Starlitnightly/omicverse

presence of down regulated genes in the pathway analysis with AUCell

Opened this issue · 3 comments

hi,
thank you for creating an awesome computational pipeline.
i have a quick question regarding the usage of AUCell for pathway analysis. as far as i know, the enrichment terms consist of both up and down regulated genes. so I'm concerned about using AUCell for pathway analysis since it captures the signature based on gene ranking in each cell. so the presence of down regulated genes in the query list would decrease the AUCell score and would not provide an accurate picture.

Just wanted to know whether it would be an issue or i am missing something,
thank you again,
Best,
Kalpana

I'm sorry I missed your issue, this is a valuable issue you mention, similar to other enrichment analysis methods, AUCell is still concerned with whether the gene is involved in the pathway, and does not involve up- or down-regulation relationships. Similar to finding the top 100 genes in a certain type of cell and seeing how many are within that pathway. So if the gene is down-regulated, then he won't be in the top 100 genes and it won't affect the AUCell score for that cell.

Zehua

Thank you very much for getting back to me. I totally agree with your statement. It's going in parallel with what SCENIC does for regulons. However, in your tutorial, https://omicverse.readthedocs.io/en/latest/Tutorials-single/t_aucell/, you plot the AUCell scores for enrichment term 'response to vitamin (GO:0033273)'. I'll give you an example, so that I could explain it properly. Let's say you have cells corresponding to a disease and control samples and you are calculating the AUCell scores for a disease related enrichment term. So this gene list consists of both up-and down- regulated genes corresponding to that disease. So when you calculate the AUCell scores for disease cells, the upregulated genes come into the calculation and provide their enrichment. Similarly, the down regulated genes would be enriched in the control cells. So both groups have non-zero AUCell scores so it might not show much of a difference. Similarly, in some diseases, there could be many downregulated genes, resulting in higher AUCell enrichment to the control group. Does that make sense?

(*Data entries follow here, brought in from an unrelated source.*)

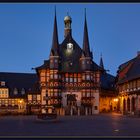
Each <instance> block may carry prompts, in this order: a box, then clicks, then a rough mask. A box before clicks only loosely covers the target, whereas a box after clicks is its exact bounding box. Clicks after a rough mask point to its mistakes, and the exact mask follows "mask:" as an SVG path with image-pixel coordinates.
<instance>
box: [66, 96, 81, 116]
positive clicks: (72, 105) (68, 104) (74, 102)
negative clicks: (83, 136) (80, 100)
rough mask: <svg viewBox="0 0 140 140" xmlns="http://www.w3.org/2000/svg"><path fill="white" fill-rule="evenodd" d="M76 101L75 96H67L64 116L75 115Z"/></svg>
mask: <svg viewBox="0 0 140 140" xmlns="http://www.w3.org/2000/svg"><path fill="white" fill-rule="evenodd" d="M77 113H78V112H77V100H76V95H75V94H67V108H66V115H77Z"/></svg>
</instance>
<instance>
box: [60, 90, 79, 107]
mask: <svg viewBox="0 0 140 140" xmlns="http://www.w3.org/2000/svg"><path fill="white" fill-rule="evenodd" d="M67 94H75V95H76V99H77V105H78V106H81V92H74V91H73V92H63V93H62V104H63V106H64V107H66V106H67Z"/></svg>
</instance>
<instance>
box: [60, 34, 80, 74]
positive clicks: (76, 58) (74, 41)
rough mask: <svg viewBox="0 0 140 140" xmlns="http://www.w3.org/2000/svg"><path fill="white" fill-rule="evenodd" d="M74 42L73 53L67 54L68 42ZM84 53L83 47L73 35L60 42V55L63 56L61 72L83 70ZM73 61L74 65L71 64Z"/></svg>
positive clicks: (62, 57) (61, 59) (71, 71)
mask: <svg viewBox="0 0 140 140" xmlns="http://www.w3.org/2000/svg"><path fill="white" fill-rule="evenodd" d="M69 42H70V43H72V44H73V51H72V53H71V54H67V53H66V50H67V43H69ZM81 55H82V49H81V48H80V47H79V45H78V44H77V43H76V41H75V40H74V39H73V38H72V37H71V36H69V35H68V36H67V37H66V38H65V39H64V41H63V42H62V43H61V44H60V56H61V68H60V69H61V70H60V71H61V72H82V71H81V69H80V68H81V66H80V61H79V60H80V57H81ZM71 63H72V65H71Z"/></svg>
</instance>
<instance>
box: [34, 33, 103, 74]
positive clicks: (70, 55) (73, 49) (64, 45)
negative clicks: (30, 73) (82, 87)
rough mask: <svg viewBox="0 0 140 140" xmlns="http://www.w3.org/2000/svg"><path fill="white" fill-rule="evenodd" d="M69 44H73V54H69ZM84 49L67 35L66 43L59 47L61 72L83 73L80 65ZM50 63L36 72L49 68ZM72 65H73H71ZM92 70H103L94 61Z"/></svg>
mask: <svg viewBox="0 0 140 140" xmlns="http://www.w3.org/2000/svg"><path fill="white" fill-rule="evenodd" d="M67 43H72V44H73V51H72V53H71V54H67V53H66V50H67ZM82 52H83V51H82V49H81V48H80V47H79V45H78V43H77V42H76V41H75V40H74V39H73V38H72V36H70V35H67V37H66V38H65V39H64V41H63V42H62V43H61V44H60V46H59V53H60V54H59V55H60V58H61V63H60V69H59V70H60V72H70V73H79V72H82V70H81V65H80V58H81V56H82ZM49 64H50V61H49V60H45V61H44V64H43V65H41V66H39V67H36V70H39V69H47V68H49ZM71 64H72V65H71ZM91 68H92V70H93V71H97V70H102V68H101V67H100V66H99V65H97V64H96V63H95V62H94V61H92V64H91Z"/></svg>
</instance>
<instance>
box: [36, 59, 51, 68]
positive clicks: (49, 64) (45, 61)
mask: <svg viewBox="0 0 140 140" xmlns="http://www.w3.org/2000/svg"><path fill="white" fill-rule="evenodd" d="M49 65H50V61H49V60H45V61H44V64H43V65H41V66H39V67H36V68H35V69H36V70H40V69H47V68H49Z"/></svg>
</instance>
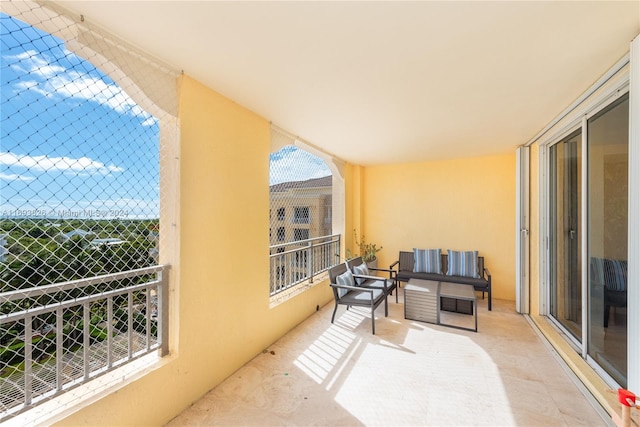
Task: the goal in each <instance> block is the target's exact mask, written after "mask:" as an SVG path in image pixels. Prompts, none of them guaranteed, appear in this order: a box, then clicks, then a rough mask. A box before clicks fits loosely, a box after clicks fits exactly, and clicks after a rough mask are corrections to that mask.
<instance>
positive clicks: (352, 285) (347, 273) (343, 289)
mask: <svg viewBox="0 0 640 427" xmlns="http://www.w3.org/2000/svg"><path fill="white" fill-rule="evenodd" d="M355 284H356V283H355V281H354V280H353V274H351V272H350V271H349V270H347V271H345V272H344V273H342V274H341V275H339V276H338V277H336V285H339V286H355ZM347 292H349V290H348V289H341V288H338V296H340V297H343V296H344V295H345V294H346V293H347Z"/></svg>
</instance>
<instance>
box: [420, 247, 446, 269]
mask: <svg viewBox="0 0 640 427" xmlns="http://www.w3.org/2000/svg"><path fill="white" fill-rule="evenodd" d="M441 270H442V269H441V267H440V249H416V248H414V249H413V272H414V273H440V272H441Z"/></svg>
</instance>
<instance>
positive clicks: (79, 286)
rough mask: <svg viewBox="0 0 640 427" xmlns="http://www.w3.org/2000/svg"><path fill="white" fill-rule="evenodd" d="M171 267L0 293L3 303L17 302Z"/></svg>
mask: <svg viewBox="0 0 640 427" xmlns="http://www.w3.org/2000/svg"><path fill="white" fill-rule="evenodd" d="M169 268H170V266H169V265H168V264H160V265H154V266H151V267H144V268H137V269H135V270H127V271H122V272H118V273H110V274H104V275H102V276H93V277H87V278H84V279H75V280H69V281H66V282H60V283H53V284H51V285H44V286H35V287H32V288H26V289H16V290H13V291H9V292H2V293H0V298H1V299H2V301H3V302H9V301H15V300H19V299H24V298H34V297H39V296H42V295H47V294H50V293H52V292H60V291H66V290H69V289H80V288H84V287H87V286H93V285H99V284H103V283H108V282H113V281H116V280H122V279H128V278H130V277H138V276H144V275H146V274H153V273H158V272H164V271H165V270H168V269H169Z"/></svg>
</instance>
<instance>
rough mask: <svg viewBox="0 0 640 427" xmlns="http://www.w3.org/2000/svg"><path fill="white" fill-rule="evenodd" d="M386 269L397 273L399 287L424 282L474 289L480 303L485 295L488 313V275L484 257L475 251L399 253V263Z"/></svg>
mask: <svg viewBox="0 0 640 427" xmlns="http://www.w3.org/2000/svg"><path fill="white" fill-rule="evenodd" d="M450 257H451V259H452V262H451V263H450V262H449V261H450ZM416 260H417V261H418V262H417V263H416ZM389 268H390V269H393V270H395V271H396V274H395V278H396V281H397V283H398V284H399V283H400V282H408V281H409V280H410V279H423V280H433V281H437V282H451V283H463V284H467V285H473V288H474V289H475V290H476V291H480V292H482V299H484V294H485V292H486V293H487V296H488V304H487V305H488V309H489V310H491V273H490V272H489V270H488V269H487V268H486V267H485V265H484V257H482V256H478V252H477V251H452V250H447V252H446V253H445V252H444V251H441V250H440V249H414V250H413V252H405V251H401V252H400V255H399V257H398V260H397V261H396V262H394V263H393V264H391V265H390V266H389Z"/></svg>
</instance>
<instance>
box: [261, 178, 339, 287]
mask: <svg viewBox="0 0 640 427" xmlns="http://www.w3.org/2000/svg"><path fill="white" fill-rule="evenodd" d="M270 195H271V210H270V215H269V216H270V218H269V224H270V229H269V235H270V245H271V246H277V247H276V248H273V249H272V254H273V253H283V252H286V251H289V250H292V249H299V248H300V246H299V244H293V242H297V241H300V240H307V239H312V238H314V237H321V236H328V235H331V233H332V226H331V215H332V210H331V200H332V177H331V176H326V177H323V178H315V179H309V180H306V181H291V182H283V183H280V184H274V185H272V186H271V187H270ZM286 243H292V244H287V245H285V244H286ZM278 245H282V246H278ZM308 263H309V260H308V259H307V254H306V253H296V254H295V256H291V257H290V258H287V257H282V259H280V260H278V262H277V265H274V266H273V267H274V268H273V269H272V272H271V274H272V275H274V277H272V283H273V281H274V280H279V279H281V278H283V277H287V279H286V280H287V281H294V282H296V281H298V280H301V279H302V278H304V277H305V275H306V274H307V267H308Z"/></svg>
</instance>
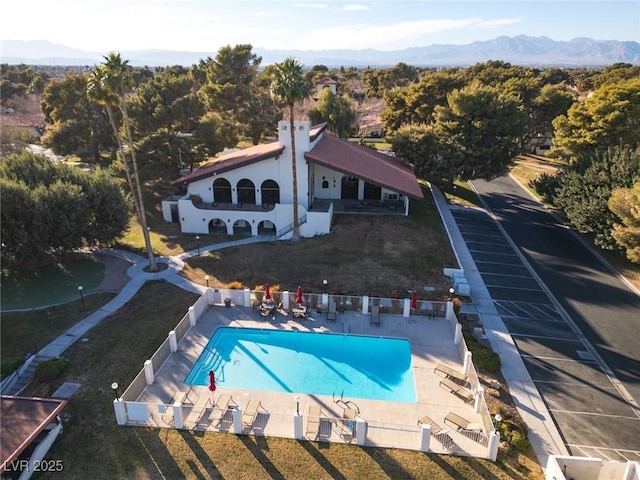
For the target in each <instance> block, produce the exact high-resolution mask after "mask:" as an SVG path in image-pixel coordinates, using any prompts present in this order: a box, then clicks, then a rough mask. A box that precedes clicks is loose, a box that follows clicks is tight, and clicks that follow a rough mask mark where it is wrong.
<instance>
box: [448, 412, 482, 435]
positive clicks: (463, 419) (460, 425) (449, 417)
mask: <svg viewBox="0 0 640 480" xmlns="http://www.w3.org/2000/svg"><path fill="white" fill-rule="evenodd" d="M444 423H445V424H447V425H451V426H452V427H455V428H456V429H457V430H473V431H482V424H481V423H473V422H470V421H469V420H467V419H466V418H462V417H461V416H460V415H458V414H457V413H453V412H449V413H447V416H446V417H444Z"/></svg>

thank you again for your response,
Best,
Kalpana

I'm sorry for replying to your message so late, the problem you mentioned is an inherent flaw of AUCell, which can't distinguish between up- and down-regulated genes in a gene set, perhaps there are other gene set enrichment methods that can compensate for this, if you find out about it please don't hesitate to let me know in time and I'll add it to OmicVerse.